There are major gaps in the research base for medicinal cannabis in part because research was very difficult under the previous scheduling. There were restrictions on accessing products to conduct the robust clinical trials necessary to test efficacy and safety. Without a thorough research base products remain unlicensed and may only be prescribed if the individual prescribing doctor is satisfied that there is sufficient evidence for the product’s safety and efficacy for an individual patient.

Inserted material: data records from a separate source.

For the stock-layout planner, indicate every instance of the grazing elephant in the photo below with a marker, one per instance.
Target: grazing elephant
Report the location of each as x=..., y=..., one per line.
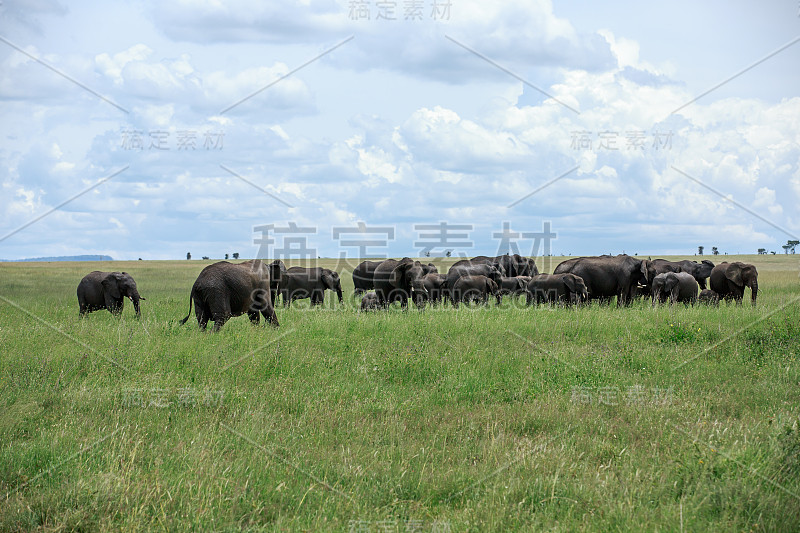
x=708, y=297
x=730, y=279
x=224, y=290
x=370, y=302
x=434, y=290
x=555, y=288
x=608, y=276
x=677, y=286
x=513, y=265
x=514, y=286
x=700, y=271
x=395, y=279
x=107, y=290
x=494, y=271
x=364, y=275
x=475, y=288
x=299, y=283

We are deeply sympathetic to families who want to be able to use medicinal cannabis to treat their children and who have seen individual benefit but are unable to obtain the product here in the UK. There needs to be a sense of urgency to explore the potential of medicinal cannabis in these conditions so that there is a robust research base on which to base future clinical decisions. We also call on the Government to desist from confiscating prescribed medicinal cannabis obtained overseas under specialist supervision.

Randomised double blind controlled trials (RCTs) are the gold standard for research and we are fully supportive of the need for patients to have the opportunity to take part in robust research trials. These trials are also important in order to provide evidence for licensing purposes and for NICE assessment. We also call on the NIHR to engage with patients and their representatives on additional suggestions for improving the evidence base.

Medical products are usually developed by industry as they stand to profit from investing in the research. However, in the case of medicinal cannabis, this is not happening in part because of the difficulty in obtaining patents for medicinal cannabis products. The call for research proposals by the National Institute for Health Research demonstrates that the public sector is taking the lead in this area but it is also important for industry to be more involved in developing medicinal cannabis products and supplying products for research.

There is potential medicinal benefit to cannabis-based products but the gaps in the research base mean that we do not know where this sits alongside other therapies. The Government should focus efforts in facilitating research especially in those areas where there is greatest patient need, as in the case of children with intractable epilepsy. We heard arguments that the small numbers of patients makes it difficult to conduct double blind RCTs but the Chief Medical Officer argued that if treatments are highly effective then this can be demonstrated with smaller numbers and that trials can be discontinued early in order that all participants can benefit.

The UK needs to do more to learn from international best practice. We reiterate the importance of the UK being able to take part in multi-centre international research and post marketing surveillance. Some have argued that double blind RCTs are inappropriate for cannabis research but we do not support making an exemption for this class of medicines.

Current and future patients could benefit greatly from a swift move to carry out robust research into medicinal cannabis products. We call on the Government to support the research community and industry to take this forward.